Nucleus accumbens circuit disinhibits lateral hypothalamus glutamatergic neurons contributing to morphine withdrawal memory in male mice.

The lateral hypothalamus (LH) is physiologically critical in brain functions. The LH also plays an important role in drug addiction. However, neural circuits underlying LH involvement of drug addiction remain obscure. In the present study,our results showed that in male mice, during context-induced expression of morphine withdrawal memory, LH glutamatergic neurons played an important role; dopamine D1 receptor-expressing medium spiny neurons (D1-MSNs) projecting from the core of nucleus accumbens (NAcC) to the LH were an important upstream circuit to activate LH glutamatergic neurons; D1-MSNs projecting from the NAcC to the LH activated LH glutamatergic neurons through inhibiting LH local gamma-aminobutyric acid (GABA) neurons. These results suggest that disinhibited LH glutamatergic neurons by neural circuits from the NAcC importantly contribute to context-induced the expression of morphine withdrawal memory.

Two kinds of transcription factors mediate chronic morphine-induced decrease in miR-105 in medial prefrontal cortex of rats.

Chronic morphine administration alters gene expression in different brain regions, an effect which may contribute to plastic changes associated with addictive behavior. This change in gene expression is most possibly mediated by addictive drug-induced epigenetic remodeling of gene expression programs. Our previous studies showed that chronic morphine-induced decrease of miR-105 in the medial prefrontal cortex (mPFC) contributed to context-induced retrieval of morphine withdrawal memory. However, how chronic morphine treatment decreases miR-105 in the mPFC still remains unknown. The present study shows that chronic morphine induces addiction-related change in miR-105 in the mPFC via two kinds of transcription factors: the first transcription factor is CREB activated by mu receptors-ERK-p90RSK signaling pathway and the second transcription factor is glucocorticoid receptor (GR), which as a negative transcription factor, mediates chronic morphine-induced decrease in miR-105 in the mPFC of rats.

Activity in projection neurons from prelimbic cortex to the PVT is necessary for retrieval of morphine withdrawal memory.

Previous work has shown that the paraventricular nucleus of the thalamus (PVT) is an important region that is involved in the conditioned context-induced retrieval of morphine withdrawal memory. However, the upstream neural circuits that activate the PVT to participate in the conditioned context-induced retrieval of morphine withdrawal memory remain unknown.
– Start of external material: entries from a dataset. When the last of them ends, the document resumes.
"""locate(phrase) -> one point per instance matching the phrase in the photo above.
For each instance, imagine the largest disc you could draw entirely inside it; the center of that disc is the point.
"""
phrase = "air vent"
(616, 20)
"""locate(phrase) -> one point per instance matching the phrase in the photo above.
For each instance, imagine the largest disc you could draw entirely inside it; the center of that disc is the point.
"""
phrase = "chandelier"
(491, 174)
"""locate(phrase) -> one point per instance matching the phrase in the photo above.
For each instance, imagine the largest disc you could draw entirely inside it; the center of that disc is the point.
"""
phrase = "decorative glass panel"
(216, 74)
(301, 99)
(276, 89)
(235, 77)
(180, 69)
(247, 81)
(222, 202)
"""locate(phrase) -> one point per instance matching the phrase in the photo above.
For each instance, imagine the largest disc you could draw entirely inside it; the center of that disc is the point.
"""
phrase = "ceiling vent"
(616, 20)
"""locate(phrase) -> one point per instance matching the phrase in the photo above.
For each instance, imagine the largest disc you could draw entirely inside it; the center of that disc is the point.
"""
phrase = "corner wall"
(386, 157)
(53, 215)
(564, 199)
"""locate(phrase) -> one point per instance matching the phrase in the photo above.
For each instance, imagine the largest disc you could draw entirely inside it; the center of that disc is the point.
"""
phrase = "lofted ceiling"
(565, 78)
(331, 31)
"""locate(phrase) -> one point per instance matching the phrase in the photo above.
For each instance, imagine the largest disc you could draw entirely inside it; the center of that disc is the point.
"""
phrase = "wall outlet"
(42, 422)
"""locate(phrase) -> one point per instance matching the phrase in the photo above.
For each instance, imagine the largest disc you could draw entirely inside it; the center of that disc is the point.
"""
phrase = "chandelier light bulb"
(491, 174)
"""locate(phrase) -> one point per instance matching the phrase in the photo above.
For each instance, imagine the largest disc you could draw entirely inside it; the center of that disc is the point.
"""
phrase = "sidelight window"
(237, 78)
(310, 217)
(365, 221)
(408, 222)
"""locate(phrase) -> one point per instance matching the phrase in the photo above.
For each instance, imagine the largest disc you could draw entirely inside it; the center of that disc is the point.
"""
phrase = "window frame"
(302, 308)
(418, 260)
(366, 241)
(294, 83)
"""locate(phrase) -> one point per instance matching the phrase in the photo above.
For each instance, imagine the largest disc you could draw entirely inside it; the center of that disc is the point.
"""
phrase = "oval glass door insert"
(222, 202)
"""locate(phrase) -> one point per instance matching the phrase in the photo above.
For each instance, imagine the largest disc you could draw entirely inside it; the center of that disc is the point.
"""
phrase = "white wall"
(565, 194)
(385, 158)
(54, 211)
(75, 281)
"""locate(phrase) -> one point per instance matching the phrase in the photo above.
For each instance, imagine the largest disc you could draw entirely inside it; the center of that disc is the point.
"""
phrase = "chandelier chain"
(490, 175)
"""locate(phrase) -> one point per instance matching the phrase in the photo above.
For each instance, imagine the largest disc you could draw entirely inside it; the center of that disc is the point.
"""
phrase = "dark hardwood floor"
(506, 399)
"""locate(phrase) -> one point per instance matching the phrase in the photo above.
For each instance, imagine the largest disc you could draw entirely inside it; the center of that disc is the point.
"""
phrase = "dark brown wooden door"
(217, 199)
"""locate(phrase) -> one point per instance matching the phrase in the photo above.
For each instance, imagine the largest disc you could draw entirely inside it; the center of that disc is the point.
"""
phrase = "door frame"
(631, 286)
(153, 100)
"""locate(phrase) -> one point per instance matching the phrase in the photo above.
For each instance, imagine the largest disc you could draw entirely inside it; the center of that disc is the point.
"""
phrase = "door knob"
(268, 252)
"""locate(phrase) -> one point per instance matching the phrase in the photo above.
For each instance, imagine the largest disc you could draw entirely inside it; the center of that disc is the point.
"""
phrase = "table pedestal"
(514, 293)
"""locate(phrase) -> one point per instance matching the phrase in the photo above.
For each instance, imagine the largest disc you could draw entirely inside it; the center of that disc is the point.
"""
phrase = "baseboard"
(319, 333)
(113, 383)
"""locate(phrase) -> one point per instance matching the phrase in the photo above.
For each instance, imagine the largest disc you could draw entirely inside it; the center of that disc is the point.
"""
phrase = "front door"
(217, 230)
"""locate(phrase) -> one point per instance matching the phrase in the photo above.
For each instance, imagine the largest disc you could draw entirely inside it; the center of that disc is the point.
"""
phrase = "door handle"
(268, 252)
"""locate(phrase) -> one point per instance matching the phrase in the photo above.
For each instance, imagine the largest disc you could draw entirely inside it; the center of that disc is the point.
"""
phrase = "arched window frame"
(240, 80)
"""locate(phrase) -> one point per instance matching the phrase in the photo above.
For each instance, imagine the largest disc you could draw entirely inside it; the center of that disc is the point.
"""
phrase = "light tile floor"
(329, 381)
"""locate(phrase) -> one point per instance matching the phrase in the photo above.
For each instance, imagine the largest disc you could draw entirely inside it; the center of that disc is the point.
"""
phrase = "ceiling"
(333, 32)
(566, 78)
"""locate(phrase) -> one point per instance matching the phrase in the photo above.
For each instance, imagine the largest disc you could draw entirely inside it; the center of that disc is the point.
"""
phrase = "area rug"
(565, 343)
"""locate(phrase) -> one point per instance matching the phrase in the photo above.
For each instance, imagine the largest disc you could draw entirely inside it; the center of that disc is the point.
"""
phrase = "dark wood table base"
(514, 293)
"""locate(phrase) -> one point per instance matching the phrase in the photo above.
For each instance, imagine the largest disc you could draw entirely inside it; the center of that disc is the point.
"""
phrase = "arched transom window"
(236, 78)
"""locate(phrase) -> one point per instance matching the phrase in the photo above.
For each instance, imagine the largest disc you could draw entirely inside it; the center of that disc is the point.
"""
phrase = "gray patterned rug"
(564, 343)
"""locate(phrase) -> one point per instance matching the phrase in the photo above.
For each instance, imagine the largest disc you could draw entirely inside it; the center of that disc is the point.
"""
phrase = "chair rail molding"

In the present work, we find that the conditioned context activates projection neurons from the prelimbic cortex (PrL) to the PVT, and the inhibition of PrL-PVT projection neurons inhibits the conditioned context-induced retrieval of morphine withdrawal memory; the conditioned context induces an increase in Arc expression, intrinsic excitability, and glutamate output in PrL-PVT projection neurons in morphine-withdrawn mice. These results suggest that the activity of PrL-PVT projection neurons is necessary for the retrieval of morphine withdrawal memory, and the conditioned context causes a plastic change in the activity in these projection neurons during the withdrawal memory retrieval.